Norman
Chances are, Norman would have seemed like a retread whenever it came out, but it does the movie no favors to release it in the shadow of Terri and Submarine, both far more compelling portraits of high-school loners, and both released to DVD in the last few weeks. Dan Byrd—looking, like co-star Emily VanCamp, far too old to be still in high school, at least without being held back several times—plays a bright, socially awkward student dealing with his mother’s recent death and his father’s terminal cancer. Desperate to unburden himself, he turns a theater audition into a confession of his recent suicide attempt, but the gimmick backfires; no one realizes he’s telling the truth, and he doesn’t even get the part. Teacher Adam Goldberg tries to lend an understanding ear, but Byrd is too uneasy to open up without the scrim of fiction.

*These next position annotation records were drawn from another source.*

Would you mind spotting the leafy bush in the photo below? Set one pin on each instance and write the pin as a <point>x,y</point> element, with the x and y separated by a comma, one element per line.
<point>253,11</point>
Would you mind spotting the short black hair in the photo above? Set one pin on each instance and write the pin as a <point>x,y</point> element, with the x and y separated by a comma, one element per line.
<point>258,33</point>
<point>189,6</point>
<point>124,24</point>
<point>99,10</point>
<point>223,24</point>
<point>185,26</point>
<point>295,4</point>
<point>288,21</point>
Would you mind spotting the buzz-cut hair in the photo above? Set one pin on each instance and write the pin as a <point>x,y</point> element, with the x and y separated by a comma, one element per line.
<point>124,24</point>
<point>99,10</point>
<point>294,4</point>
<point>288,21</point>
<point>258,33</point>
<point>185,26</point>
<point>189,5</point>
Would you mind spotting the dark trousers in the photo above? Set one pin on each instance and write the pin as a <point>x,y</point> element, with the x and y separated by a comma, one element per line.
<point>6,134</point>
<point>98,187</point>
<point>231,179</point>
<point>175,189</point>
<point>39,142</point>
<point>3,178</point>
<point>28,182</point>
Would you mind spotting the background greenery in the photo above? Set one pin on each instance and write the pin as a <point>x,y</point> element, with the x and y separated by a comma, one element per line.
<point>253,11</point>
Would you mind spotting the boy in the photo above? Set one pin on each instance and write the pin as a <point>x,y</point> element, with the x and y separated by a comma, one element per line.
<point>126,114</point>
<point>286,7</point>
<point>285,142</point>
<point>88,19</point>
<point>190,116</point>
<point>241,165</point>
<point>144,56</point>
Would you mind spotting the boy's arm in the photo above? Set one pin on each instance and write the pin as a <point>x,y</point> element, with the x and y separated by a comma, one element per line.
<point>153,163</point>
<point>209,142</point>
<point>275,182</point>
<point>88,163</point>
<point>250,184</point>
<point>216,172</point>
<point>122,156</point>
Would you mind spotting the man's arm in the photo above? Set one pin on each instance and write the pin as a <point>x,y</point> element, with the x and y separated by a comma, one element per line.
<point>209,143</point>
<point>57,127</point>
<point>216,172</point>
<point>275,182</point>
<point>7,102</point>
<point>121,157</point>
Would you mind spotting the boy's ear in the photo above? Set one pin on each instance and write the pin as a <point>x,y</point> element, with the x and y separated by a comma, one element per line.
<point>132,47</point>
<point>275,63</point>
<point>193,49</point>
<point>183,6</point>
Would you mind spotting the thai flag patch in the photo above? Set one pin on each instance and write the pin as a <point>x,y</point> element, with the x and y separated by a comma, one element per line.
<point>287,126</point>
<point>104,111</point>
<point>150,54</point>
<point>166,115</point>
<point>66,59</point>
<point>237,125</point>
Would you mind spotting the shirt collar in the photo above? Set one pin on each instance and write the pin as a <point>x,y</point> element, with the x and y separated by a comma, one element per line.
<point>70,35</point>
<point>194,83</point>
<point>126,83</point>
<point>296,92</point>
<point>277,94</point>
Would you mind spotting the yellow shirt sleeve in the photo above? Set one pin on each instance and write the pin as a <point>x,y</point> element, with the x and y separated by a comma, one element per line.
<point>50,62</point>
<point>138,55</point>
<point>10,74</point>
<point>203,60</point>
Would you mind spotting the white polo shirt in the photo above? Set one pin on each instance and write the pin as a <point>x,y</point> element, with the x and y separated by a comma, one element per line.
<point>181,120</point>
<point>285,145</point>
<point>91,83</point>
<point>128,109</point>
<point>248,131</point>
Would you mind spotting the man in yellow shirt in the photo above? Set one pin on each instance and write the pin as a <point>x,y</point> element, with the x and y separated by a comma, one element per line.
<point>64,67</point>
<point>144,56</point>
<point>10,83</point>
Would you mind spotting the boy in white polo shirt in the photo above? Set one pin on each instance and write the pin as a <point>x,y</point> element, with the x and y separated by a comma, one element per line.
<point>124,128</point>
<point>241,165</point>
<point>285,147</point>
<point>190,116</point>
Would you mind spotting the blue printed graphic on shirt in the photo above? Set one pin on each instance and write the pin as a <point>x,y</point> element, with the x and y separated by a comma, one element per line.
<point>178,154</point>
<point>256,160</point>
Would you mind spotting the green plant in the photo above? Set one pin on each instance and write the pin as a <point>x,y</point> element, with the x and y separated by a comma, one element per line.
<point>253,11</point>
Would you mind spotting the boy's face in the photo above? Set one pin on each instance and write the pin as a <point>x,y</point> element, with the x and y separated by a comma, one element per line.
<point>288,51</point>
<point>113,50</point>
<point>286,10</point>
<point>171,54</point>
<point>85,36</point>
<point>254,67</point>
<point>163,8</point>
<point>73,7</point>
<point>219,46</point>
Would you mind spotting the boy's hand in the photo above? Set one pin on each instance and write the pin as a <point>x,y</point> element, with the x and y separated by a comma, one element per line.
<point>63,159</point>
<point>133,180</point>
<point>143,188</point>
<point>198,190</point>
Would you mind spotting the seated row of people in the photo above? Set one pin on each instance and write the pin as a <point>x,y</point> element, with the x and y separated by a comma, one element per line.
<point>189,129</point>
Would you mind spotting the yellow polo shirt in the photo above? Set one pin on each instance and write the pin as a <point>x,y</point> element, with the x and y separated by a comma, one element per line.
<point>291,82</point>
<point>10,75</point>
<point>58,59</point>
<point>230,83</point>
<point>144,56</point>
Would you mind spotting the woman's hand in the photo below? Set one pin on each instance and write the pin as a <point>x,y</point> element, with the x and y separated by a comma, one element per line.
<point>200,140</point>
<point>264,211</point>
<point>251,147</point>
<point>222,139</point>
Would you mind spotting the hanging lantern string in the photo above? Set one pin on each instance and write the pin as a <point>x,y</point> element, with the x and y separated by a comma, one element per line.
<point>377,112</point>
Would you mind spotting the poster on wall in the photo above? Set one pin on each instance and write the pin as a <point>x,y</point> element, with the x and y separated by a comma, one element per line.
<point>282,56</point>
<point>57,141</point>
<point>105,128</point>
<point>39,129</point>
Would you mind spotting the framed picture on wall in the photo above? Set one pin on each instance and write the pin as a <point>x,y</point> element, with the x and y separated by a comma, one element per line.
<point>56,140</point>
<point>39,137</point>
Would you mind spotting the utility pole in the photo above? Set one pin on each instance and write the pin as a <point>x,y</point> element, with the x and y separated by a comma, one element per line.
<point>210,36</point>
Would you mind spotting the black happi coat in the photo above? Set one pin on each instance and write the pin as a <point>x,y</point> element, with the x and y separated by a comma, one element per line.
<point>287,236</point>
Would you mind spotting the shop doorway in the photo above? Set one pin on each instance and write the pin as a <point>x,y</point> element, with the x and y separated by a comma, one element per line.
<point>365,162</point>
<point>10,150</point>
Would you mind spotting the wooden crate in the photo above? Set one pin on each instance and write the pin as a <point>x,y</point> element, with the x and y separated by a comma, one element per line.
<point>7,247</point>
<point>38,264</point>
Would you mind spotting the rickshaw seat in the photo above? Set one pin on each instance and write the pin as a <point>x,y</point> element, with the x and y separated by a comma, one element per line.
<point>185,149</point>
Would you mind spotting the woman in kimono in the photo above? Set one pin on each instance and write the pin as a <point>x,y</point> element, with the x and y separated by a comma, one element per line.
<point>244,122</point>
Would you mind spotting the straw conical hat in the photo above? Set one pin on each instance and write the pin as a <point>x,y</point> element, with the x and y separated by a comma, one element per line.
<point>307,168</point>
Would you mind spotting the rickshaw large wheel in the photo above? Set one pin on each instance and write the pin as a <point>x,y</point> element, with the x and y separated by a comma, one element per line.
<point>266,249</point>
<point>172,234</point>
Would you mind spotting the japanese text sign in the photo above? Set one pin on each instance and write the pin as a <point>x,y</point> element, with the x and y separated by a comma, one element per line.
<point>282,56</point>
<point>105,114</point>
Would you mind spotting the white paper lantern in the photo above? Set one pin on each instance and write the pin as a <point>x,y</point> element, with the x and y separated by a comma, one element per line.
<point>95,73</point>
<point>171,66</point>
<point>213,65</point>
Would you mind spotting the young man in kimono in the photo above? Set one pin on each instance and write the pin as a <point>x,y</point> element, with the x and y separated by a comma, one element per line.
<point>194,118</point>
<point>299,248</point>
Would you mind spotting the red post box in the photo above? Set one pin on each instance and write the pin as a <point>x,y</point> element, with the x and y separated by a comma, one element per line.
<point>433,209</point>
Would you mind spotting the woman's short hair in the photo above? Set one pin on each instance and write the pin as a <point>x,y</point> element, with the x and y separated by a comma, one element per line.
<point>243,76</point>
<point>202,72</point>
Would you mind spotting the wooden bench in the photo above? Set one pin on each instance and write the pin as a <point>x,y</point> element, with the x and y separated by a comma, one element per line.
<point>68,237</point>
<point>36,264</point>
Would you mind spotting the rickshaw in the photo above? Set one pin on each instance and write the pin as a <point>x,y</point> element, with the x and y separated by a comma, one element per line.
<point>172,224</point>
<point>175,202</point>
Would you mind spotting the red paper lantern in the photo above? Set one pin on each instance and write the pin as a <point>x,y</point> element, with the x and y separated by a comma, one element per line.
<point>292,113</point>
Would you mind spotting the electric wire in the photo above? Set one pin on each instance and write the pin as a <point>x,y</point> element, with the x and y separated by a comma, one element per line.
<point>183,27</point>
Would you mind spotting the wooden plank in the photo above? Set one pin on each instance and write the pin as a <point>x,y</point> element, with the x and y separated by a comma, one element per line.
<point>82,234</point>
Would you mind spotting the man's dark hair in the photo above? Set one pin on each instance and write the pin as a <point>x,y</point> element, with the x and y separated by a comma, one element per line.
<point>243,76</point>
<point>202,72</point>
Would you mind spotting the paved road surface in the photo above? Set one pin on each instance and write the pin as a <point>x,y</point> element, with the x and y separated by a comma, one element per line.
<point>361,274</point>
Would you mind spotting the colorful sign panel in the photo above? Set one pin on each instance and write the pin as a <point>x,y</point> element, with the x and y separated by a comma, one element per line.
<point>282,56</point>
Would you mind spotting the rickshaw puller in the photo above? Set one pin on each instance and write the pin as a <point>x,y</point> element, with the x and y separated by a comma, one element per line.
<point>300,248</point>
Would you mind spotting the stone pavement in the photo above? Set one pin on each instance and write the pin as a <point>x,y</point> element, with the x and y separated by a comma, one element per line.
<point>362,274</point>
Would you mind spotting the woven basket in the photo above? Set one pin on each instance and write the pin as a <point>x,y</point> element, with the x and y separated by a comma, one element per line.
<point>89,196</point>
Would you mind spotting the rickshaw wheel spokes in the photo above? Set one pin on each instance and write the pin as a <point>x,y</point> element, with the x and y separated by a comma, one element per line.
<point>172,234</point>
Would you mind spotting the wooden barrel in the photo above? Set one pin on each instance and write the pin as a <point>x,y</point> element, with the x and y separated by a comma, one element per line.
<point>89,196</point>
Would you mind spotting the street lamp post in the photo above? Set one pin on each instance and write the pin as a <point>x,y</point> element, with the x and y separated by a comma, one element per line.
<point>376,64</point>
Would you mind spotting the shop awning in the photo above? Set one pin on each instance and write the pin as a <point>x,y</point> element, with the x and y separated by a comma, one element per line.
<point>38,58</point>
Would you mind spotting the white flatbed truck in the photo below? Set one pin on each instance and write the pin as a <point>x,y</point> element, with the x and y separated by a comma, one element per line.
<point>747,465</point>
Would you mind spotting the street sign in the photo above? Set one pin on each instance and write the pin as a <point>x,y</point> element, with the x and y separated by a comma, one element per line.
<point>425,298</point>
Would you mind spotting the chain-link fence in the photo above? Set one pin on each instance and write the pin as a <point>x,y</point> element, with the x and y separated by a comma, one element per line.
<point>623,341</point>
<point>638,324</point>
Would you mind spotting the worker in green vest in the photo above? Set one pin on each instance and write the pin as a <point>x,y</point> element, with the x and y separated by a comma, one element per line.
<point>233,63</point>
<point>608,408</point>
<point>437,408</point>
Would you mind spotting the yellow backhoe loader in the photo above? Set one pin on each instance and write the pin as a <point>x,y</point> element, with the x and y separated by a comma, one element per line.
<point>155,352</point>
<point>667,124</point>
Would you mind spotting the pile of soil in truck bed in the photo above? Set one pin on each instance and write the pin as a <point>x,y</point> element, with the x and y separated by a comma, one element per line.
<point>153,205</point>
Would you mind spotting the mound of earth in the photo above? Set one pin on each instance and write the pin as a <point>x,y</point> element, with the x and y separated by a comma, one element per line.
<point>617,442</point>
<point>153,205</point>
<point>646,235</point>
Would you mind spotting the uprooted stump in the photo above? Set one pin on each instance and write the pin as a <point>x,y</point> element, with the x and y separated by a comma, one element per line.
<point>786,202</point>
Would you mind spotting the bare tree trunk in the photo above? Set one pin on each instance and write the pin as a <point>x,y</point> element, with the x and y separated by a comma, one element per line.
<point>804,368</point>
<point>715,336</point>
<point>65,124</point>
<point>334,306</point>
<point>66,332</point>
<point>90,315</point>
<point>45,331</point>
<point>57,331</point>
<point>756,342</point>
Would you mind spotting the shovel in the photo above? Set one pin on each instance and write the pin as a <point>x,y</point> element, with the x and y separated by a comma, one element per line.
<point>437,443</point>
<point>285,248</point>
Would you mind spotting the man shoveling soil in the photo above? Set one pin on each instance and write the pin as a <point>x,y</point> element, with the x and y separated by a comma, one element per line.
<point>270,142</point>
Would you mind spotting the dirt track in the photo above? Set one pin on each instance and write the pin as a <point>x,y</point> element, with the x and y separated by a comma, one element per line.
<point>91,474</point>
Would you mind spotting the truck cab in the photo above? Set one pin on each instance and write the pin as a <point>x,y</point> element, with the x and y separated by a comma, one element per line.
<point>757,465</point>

So it is that Byrd comes to pass off his dying dad’s X-rays as his own, and with the speed of teenage gossip, soon the whole school is convinced he’s dying of cancer. He’d already made inroads with pretty transfer student VanCamp, but his purported diagnosis both cements and complicates their relationship. At times, Norman feels like two different movies running on parallel tracks, one in which Byrd and VanCamp tearily come to terms with his impending mortality, and one in which he bumblingly tries to contain the fallout from his initial deception. Perhaps there was a disjuncture between director Jonathan Segal and screenwriter Talton Wingate, or the two first-timers didn’t realize how difficult their movie-world premise makes it to take anything else in the film seriously. It doesn’t help that Byrd starts off sitcom-glib and only gains a third dimension late in the game. VanCamp and especially Jenkins invest their parts with nuance and conviction, but the movie is too scattershot to take full advantage. Andrew Bird’s score melds the requisite quirk with more profound undercurrents, but the mixture doesn’t gel. By the time Norman nose-dives into outright tearjerkery, it’s yanked the audience in so many different directions, it’s hard to know which way is up.